Metal ion-immobilized magnetic nanoparticles for global enrichment and identification of phosphopeptides by mass spectrometry†
Abstract
Phosphopeptide enrichment is critical for the deep analysis of the phosphoproteome, and many strategies have been developed to improve the coverage of identified phosphopeptides. However, the isolation of multiple phosphorylated peptides is still limited due to their distinct affinity capability to various materials. For example, titanium dioxide is preferred to isolate mono-phosphopeptides owing to its very strong binding of multiple phosphorylated peptides. Here, a new set of different metal ion (Ti4+, Zr4+, Fe3+, Tb3+, Tm3+, Ho3+)-immobilized magnetic nanoparticles, Fe3O4@TCPP-DOTA-Ms, were prepared, which possess the advantages of a stable metal complex, a large binding capacity and easy manual operation by introducing TCPP (tetrakis(4-carboxylphenyl) porphyrin), DOTA (1,4,7,10-tetraazacyclododecane N,N′,N′′,N′′′-tetraacetic acid) and various metal ions onto the magnetic nanoparticles. For the model protein α-casein tryptic digest, 15 phosphopeptides were identified with Fe3O4@TCPP-DOTA-Tb or Ti, and 46.67% of the enriched phosphopeptides were multiple phosphorylated peptides, indicating that the metal ion Tb3+ and Ti4+-immobilized materials have excellent enrichment efficiency and stronger adsorption for multiple phosphorylated peptides than other metal ion immobilized magnetic nanoparticles. Even in the tryptic digest of α-casein and BSA (1 : 50), 14–15 phosphopeptides were easily detected with Fe3O4@TCPP-DOTA-Tb/Ti, revealing that the novel materials possess strong selectivity for phosphopeptide enrichment.

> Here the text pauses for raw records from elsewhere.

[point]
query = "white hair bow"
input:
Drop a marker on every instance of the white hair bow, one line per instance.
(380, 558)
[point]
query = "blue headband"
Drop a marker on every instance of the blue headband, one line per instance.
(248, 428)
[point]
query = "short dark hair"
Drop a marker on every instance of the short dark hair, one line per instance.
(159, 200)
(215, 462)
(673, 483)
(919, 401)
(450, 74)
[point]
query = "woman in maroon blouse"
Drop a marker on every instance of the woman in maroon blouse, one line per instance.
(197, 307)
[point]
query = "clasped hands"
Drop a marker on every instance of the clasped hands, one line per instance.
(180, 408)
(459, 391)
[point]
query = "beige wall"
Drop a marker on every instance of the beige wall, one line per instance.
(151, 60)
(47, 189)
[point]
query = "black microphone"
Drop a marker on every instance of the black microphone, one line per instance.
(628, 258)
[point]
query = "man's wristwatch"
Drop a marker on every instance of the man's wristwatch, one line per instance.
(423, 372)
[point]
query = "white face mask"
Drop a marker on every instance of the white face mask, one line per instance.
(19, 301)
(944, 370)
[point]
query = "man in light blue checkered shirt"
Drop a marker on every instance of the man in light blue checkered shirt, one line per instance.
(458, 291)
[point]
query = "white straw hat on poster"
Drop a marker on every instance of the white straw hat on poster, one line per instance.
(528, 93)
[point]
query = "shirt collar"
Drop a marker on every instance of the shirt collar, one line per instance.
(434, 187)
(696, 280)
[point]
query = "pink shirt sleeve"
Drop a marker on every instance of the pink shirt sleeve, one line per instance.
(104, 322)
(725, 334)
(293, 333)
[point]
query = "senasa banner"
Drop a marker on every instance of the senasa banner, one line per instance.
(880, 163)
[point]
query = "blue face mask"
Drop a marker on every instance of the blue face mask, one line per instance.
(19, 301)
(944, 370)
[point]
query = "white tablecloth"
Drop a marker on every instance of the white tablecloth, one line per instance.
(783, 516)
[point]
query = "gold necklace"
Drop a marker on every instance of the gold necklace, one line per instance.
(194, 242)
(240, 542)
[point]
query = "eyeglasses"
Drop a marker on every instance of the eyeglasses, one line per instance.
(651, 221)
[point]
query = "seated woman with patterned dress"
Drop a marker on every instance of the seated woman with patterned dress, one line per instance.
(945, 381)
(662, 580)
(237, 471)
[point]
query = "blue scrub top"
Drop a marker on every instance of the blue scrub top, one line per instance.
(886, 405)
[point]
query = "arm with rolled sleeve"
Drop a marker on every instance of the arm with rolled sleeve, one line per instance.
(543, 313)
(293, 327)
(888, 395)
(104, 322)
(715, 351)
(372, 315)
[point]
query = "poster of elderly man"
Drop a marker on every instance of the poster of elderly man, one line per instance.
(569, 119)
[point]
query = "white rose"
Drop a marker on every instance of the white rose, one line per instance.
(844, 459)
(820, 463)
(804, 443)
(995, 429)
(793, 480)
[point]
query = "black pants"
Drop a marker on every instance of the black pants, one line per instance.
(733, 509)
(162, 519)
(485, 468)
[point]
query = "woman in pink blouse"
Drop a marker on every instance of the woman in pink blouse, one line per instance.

Additionally, Fe3O4@TCPP-DOTA-Tb/Ti was utilized to capture phosphopeptides in the tryptic digest of an extract of HeLa cells. In total, 13 450 phosphopeptides corresponding to 2965 phosphoproteins were identified in mass spectrometric analyses. The specificity for phosphopeptide enrichment was as high as 94%. More than half of the identified unique phosphopeptides were multiple phosphorylated peptides, which was much higher than that identified by the DHB/TiO2 (13.39%) method, making these materials a good choice for highly selective and global phosphopeptide enrichment in phosphoproteome analysis.